I have long argued with some of my learned colleagues regarding the definition of the term ‘interim’. For me, an interim contractor is someone who either a) fills a permanent role while the full time staff member is absent (maternity leave, illness etc) or b) to temporarily fill a vacant role. What an interim is not - to my mind - is a consultant. A consultant is an individual with specialist skills who is brought in to create and deliver a defined piece of work. Understanding and utilising the difference is where companies can have their cake.
Solution: using a company with a portfolio of clients and various resources deployed to the project as appropriate.
A company wouldn’t approach a management consultancy and request a resource to work for them delivering a project on a PAYE contract, so why do it with any limited company, as the same rules apply.

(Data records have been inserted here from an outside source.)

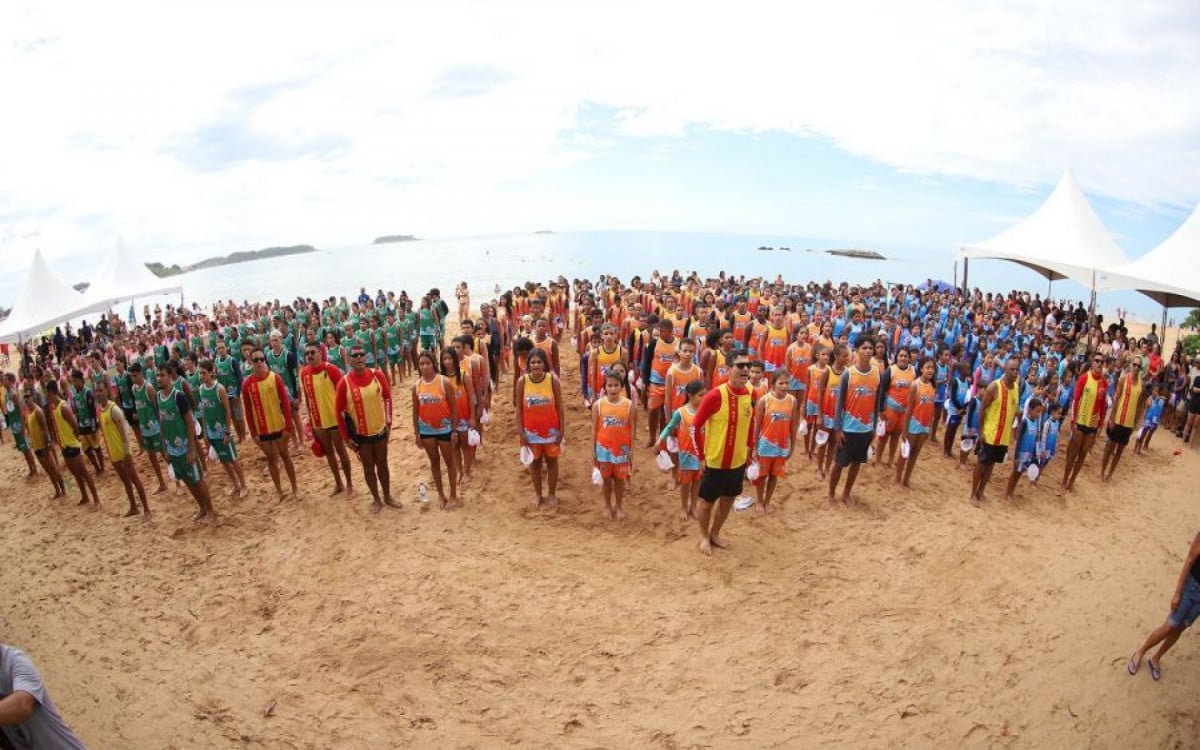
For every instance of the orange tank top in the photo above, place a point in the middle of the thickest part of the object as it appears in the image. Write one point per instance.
(432, 407)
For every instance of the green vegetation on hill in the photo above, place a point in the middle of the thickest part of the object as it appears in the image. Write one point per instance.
(161, 270)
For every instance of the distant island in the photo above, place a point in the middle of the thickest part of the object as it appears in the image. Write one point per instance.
(395, 238)
(174, 269)
(870, 255)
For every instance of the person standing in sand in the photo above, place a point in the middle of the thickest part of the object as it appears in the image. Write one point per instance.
(269, 418)
(117, 442)
(855, 421)
(725, 414)
(319, 381)
(540, 424)
(1185, 611)
(363, 406)
(999, 407)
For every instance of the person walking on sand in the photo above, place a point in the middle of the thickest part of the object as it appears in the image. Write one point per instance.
(269, 418)
(117, 443)
(319, 381)
(855, 423)
(725, 414)
(999, 407)
(540, 424)
(363, 407)
(1185, 611)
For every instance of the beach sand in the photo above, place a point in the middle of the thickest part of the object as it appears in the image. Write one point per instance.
(913, 621)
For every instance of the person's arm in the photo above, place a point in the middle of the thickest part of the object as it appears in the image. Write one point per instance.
(881, 401)
(119, 420)
(69, 414)
(519, 400)
(223, 397)
(647, 359)
(671, 426)
(909, 409)
(1193, 553)
(185, 411)
(285, 401)
(558, 407)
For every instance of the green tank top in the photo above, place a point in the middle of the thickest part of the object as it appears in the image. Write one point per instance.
(213, 413)
(125, 391)
(223, 367)
(174, 430)
(84, 414)
(279, 365)
(148, 412)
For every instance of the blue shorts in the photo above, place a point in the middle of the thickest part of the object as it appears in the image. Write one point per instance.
(1189, 606)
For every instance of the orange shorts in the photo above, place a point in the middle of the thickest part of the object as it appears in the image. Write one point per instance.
(772, 467)
(657, 396)
(545, 450)
(613, 471)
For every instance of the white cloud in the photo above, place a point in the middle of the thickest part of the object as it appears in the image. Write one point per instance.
(226, 126)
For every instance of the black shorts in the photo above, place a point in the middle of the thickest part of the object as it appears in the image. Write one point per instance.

Let me explain by example:
I was recently asked do a distinct short term project on a part time, PAYE basis. Trying to operate it on a 2-days-per-week PAYE given the tight deadlines wasn’t practical - as well as giving my accountant a migraine trying to sort out the tax. I pointed out that JM Consulting ( my company) has a portfolio of projects and I use a network of associates with different skills and a scale of fees: therefore doing the piece of work would clearly be outside IR35, cost effective and more efficient… SIMPLES.
The client agreed this was the best course of action, but her procurement department wasn’t having any of it - so the poor woman ended up burning the midnight oil, doing it herself.